Живописцем, творчество которого сформировалось в досоветский период, был и Е. Татевосян, но последнее пятнадцатилетие своей жизни он работал в новых условиях. Восприняв революцию в Армении как зарю новой эры, как начало нового этапа в жизни народа, Татевосян включился в строительство новой культуры, создав ряд больших пейзажей‐картин: «Наша улица в Вагаршапате» (1921), «Купание на реке Алгетке» (1930), ряд портретов современников — выдающихся деятелей армянской культуры: Ов. Туманяна (1936), А. Ширванзаде (1929), Акопа Акопяна (1934), Комитаса (1935). К последним годам жизни художника относится эскиз картины «Ни одной пяди своей земли не отдадим» (1935). Е. Татевосян воспринимался не как художник, принадлежащий прошлому армянской национальной культуры, но как современник, сумевший всеми своими помыслами войти в новую проблематику, новые задачи искусства, создавший исходные позиции для целого направления в армянской пейзажной живописи наших дней. Без опыта Татевосяна нельзя, в частности, понять характер творчества С. Аракеляна, активно выступавшего в 1920 – 1930‐е годы. С. Аракелян был своеобразный мастер, тонкий колорист, лирик. Его пейзажные этюды наряду с сериями этюдов Татевосяна до сих пор служат для молодых живописцев близкой к импрессионизму школой изображения природы. Пейзажам С. Аракеляна свойственно большое разнообразие — нет такого мотива или освещения, которому он отдавал бы особое предпочтение, но самые различные настроения окрашиваются в его этюдах в светлые, лирические тона. Цвета у Аракеляна как будто чуть приглушены стремлением говорить «вполголоса», немногословно и задушевно.
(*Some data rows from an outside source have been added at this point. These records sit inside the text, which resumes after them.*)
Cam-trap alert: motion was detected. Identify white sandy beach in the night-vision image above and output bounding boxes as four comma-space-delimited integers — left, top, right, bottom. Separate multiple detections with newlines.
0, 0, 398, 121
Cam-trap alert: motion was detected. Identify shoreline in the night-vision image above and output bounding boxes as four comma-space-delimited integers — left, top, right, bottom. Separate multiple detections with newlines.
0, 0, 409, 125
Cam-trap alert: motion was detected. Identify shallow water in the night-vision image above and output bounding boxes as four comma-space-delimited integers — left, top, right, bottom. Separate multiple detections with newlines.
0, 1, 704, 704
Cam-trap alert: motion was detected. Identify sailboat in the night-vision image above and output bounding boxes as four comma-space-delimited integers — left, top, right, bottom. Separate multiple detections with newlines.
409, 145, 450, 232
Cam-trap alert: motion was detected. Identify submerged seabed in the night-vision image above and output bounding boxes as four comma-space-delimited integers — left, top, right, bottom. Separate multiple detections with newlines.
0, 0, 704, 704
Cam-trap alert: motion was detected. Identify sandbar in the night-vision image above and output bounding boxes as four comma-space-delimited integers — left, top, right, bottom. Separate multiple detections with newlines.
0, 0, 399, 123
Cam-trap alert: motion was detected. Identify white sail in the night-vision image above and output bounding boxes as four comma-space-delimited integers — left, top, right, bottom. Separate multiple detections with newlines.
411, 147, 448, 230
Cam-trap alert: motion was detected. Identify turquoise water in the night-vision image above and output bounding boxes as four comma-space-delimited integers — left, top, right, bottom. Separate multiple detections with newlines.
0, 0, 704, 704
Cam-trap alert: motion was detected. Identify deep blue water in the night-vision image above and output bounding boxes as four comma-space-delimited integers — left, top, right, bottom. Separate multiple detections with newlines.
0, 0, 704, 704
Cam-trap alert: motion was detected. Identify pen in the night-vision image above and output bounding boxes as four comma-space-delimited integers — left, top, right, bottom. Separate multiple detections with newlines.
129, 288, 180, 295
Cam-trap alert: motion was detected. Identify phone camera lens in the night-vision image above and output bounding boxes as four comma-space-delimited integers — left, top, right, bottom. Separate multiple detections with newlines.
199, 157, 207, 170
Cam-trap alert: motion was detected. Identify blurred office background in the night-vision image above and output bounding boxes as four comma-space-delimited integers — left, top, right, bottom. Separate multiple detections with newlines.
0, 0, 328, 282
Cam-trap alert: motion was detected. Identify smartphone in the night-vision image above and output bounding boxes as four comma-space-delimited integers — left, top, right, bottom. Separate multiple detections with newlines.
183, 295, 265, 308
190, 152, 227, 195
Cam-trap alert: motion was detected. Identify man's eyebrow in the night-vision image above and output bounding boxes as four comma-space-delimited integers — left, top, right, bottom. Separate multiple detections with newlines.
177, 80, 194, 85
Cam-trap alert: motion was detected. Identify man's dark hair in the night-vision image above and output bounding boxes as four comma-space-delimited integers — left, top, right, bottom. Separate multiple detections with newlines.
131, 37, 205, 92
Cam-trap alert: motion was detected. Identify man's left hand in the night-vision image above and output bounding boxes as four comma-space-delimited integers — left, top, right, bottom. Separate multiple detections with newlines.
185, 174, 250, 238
Небольшие пейзажи Аракеляна на протяжении многих лет не обнаруживают внутреннего роста художника — будь то этюд «Сушат пшеницу» (1920), «Осень» (1926) или «На берегу Севана» (1935) — везде просто и артистично до зрителя доносится конкретное настроение, тонко и точно уловленное цветовоздушное состояние. Признавая, что ведущие черты армянской живописи формировались под воздействием творчества Мартироса Сарьяна в первую очередь, ни в коем случае не следует сбрасывать со счетов все существовавшие в то время тенденции. В частности, безусловно, очень велико было воздействие на следующее поколение армянских живописцев С. Агаджаняна и Ф. Терлемезяна, преподававших в Художественном техникуме и прививших своим ученикам владение академическим рисунком, любовь к пластической достоверности, уважение к натуре. Линия Агаджаняна — Терлемезяна влияла на характер формирования тематической композиции на темы современности и отчасти жанра портрета в предвоенные годы. Отметим, что Ф. Терлемезяну принадлежат первые в живописи Армении индустриальные пейзажи.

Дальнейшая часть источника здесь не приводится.